The Jacksonville-based company, which has worked with major brands like Campbell’s, Coca-Cola, Kellogg’s, Kraft Heinz and other leading consumer goods brands, argued that several factors—both company-specific and industry-wide—led to its stumble. Some of those reasons are a heavy debt load and an outdated business model. Others are changes in consumer behavior.
“Consumers have shifted away from traditional grocery retailers where Acosta has had a leadership position to discounters, convenience stores, online channels and organic-focused grocers, where Acosta has not historically focused,” Acosta said in a disclosure statement. “In addition, traffic to center aisles, where a majority of Acosta’s CPG clients are traditionally located, has suffered as health-conscious consumers gravitate toward fresh foods typically located on the edges of stores.”

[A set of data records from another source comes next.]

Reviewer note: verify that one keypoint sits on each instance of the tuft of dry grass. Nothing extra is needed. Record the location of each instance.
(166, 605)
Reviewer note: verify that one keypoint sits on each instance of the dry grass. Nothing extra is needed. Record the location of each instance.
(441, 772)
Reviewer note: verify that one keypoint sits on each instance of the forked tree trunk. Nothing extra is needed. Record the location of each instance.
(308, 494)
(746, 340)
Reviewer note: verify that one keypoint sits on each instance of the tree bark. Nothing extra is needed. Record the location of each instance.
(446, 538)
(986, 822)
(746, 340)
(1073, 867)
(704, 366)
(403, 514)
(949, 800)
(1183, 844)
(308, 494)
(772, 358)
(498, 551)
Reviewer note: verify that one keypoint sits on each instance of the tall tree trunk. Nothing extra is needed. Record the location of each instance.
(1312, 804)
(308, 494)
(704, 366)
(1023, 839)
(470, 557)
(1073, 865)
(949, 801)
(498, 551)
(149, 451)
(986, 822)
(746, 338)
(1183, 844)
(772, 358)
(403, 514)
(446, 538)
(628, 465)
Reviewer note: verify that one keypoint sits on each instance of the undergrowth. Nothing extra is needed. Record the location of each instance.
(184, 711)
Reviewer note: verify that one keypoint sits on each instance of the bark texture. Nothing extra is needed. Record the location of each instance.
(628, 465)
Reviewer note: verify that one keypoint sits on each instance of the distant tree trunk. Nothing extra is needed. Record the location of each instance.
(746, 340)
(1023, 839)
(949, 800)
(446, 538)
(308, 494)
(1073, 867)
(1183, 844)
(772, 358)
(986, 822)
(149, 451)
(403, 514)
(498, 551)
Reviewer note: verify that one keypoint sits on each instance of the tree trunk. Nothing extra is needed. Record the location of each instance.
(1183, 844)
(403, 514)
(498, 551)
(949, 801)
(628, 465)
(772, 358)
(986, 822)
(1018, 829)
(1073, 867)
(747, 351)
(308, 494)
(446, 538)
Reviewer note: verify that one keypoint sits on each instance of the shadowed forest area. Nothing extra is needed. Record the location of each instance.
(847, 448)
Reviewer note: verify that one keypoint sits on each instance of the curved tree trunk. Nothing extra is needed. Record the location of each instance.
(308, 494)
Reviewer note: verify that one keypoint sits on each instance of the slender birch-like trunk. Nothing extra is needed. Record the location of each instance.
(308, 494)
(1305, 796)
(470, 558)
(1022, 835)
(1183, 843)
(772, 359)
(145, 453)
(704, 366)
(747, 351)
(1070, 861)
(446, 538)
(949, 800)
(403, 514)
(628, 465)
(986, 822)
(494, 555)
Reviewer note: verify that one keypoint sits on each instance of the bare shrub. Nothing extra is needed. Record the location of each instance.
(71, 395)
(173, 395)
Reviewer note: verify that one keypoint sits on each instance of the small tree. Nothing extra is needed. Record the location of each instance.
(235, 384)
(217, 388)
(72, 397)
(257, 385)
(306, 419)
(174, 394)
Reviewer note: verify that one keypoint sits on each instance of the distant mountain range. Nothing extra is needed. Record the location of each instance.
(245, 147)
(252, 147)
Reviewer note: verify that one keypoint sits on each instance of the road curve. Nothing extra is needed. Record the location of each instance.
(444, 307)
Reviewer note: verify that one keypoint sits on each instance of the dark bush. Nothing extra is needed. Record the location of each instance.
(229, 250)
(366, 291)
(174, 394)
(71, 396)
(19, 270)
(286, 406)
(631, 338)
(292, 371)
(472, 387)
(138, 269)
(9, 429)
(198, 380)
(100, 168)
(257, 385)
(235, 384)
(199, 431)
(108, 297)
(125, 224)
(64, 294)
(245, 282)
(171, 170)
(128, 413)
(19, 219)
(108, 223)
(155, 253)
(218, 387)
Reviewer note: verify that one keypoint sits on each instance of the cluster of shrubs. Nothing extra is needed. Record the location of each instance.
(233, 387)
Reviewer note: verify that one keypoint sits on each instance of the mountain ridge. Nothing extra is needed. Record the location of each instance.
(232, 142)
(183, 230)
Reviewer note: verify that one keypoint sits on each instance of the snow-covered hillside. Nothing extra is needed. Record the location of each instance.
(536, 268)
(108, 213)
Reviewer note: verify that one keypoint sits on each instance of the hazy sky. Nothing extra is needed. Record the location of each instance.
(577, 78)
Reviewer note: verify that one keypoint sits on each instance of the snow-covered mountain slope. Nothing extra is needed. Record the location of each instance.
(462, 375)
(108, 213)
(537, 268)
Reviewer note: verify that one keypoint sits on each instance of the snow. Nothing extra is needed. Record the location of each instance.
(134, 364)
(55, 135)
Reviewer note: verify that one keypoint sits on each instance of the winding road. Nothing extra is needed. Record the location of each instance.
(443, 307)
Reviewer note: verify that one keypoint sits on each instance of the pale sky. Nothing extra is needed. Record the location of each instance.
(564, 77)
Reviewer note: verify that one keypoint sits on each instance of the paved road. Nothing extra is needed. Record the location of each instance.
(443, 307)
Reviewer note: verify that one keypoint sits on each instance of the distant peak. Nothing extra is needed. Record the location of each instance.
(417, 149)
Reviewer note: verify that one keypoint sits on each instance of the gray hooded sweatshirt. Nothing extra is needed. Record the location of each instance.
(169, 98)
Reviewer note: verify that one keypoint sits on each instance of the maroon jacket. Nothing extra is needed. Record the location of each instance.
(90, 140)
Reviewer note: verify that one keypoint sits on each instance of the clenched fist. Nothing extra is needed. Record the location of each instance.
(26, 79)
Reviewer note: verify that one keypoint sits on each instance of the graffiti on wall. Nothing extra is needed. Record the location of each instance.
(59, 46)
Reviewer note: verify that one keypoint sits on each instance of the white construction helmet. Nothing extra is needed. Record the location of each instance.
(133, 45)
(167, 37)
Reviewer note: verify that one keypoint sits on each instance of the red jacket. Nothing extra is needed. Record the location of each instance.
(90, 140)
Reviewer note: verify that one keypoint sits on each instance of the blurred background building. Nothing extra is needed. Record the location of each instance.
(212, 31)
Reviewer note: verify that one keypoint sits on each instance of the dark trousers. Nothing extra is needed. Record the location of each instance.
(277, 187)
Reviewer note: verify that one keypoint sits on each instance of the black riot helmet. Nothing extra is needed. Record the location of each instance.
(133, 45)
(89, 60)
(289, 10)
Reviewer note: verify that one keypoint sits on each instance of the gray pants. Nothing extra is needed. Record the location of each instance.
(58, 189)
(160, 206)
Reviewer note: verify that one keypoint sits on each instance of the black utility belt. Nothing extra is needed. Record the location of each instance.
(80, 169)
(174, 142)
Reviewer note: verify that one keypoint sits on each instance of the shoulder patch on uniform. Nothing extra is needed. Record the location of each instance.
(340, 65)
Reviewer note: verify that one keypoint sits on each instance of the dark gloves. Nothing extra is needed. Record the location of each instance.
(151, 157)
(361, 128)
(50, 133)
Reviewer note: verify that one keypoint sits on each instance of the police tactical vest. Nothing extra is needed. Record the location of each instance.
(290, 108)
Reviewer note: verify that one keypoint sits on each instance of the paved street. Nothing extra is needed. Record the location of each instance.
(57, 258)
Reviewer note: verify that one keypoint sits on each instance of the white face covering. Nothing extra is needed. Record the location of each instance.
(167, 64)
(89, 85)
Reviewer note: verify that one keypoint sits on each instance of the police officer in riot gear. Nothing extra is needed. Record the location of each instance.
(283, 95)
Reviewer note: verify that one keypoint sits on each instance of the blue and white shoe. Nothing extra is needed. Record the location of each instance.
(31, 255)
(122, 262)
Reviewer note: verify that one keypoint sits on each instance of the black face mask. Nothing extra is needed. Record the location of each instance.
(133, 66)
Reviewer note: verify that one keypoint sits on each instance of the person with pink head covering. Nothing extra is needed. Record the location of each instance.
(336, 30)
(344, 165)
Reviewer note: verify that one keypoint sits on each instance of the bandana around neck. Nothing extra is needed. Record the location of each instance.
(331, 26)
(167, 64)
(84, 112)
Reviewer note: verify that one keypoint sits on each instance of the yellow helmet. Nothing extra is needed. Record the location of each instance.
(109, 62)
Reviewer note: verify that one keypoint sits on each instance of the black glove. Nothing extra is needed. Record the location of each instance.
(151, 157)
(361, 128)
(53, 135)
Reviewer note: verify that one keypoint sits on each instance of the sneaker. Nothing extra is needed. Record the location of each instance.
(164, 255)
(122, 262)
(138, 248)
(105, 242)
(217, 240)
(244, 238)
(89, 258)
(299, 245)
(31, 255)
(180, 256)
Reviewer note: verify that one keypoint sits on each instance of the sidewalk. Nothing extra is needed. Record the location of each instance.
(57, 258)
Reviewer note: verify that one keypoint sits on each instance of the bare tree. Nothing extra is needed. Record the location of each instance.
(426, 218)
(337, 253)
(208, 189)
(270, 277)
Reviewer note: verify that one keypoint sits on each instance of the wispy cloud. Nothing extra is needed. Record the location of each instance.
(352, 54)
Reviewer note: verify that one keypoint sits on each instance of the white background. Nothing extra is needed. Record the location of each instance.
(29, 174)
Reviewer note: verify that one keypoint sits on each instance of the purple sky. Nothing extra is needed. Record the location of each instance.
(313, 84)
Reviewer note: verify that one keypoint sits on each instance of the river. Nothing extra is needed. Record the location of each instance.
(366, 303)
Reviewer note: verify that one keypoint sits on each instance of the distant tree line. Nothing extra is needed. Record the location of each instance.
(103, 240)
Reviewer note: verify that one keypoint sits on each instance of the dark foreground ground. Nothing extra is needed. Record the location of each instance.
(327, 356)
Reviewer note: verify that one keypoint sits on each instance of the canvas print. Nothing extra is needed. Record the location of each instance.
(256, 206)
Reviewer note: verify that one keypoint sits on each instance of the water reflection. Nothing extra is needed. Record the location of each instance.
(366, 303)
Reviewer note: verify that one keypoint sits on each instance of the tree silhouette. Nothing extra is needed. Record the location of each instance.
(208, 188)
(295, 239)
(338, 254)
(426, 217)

Acosta also pointed to decreases in CPG manufacturers’ marketing spend, as more companies take the task on themselves. Last year, for instance, the Association of National Advertisers released survey data showing that 78% of brand marketers had some form of in-house operations, up from 58% in 2013 and 42% in 2008.
Acosta did not reply to a request for additional comments.
The disclosure statement revealed that, since its 2015 fiscal year, Acosta has lost $631 million in revenue and proceeds from its top 25 clients have decreased at a rate of around 15% per year.
Acosta, which helps CPG companies get its products on the shelves of major retailers and displayed in a compelling manner, also stated it lost “certain key clients” in July 2019, though it didn’t disclose specific names. That same month, the company announced that 28-year Acosta veteran Darian Pickett would replace Alejandro Rodriguez Bas as CEO. The company had appointed Rodriguez Bas as CEO a year prior.
Acosta initially announced the plan to reorganize on Nov. 8, stating it had secured support from 70% of its lenders and 80% of its noteholders, along with $250 million in new capital from investors.
“This is a very positive development for Acosta and our employees, clients, customers and other business partners,” Pickett said in a statement. “Through this strategic step, Acosta will be well-positioned, both operationally and financially, to make critical investments in our business and drive sales and market penetration for our clients and customers.”
The company reported that vendors and its 30,000 employees would continue to receive payment without disruption throughout the bankruptcy process.
In 2012, Acosta acquired experiential marketing agency Mosaic Sales Solutions, which aims to connect brands with consumers through nontraditional means. At this year’s SXSW, for example, Mosaic partnered with Michelob Ultra to host a sunset mass meditation.
According to court documents, Acosta has between $500 million to $1 billion in assets and between $1 billion to $10 billion in liabilities.
Founded in 1927, Acosta is owned by private equity firm the Carlyle Group, which purchased a majority stake in the company for $4.8 billion in 2014.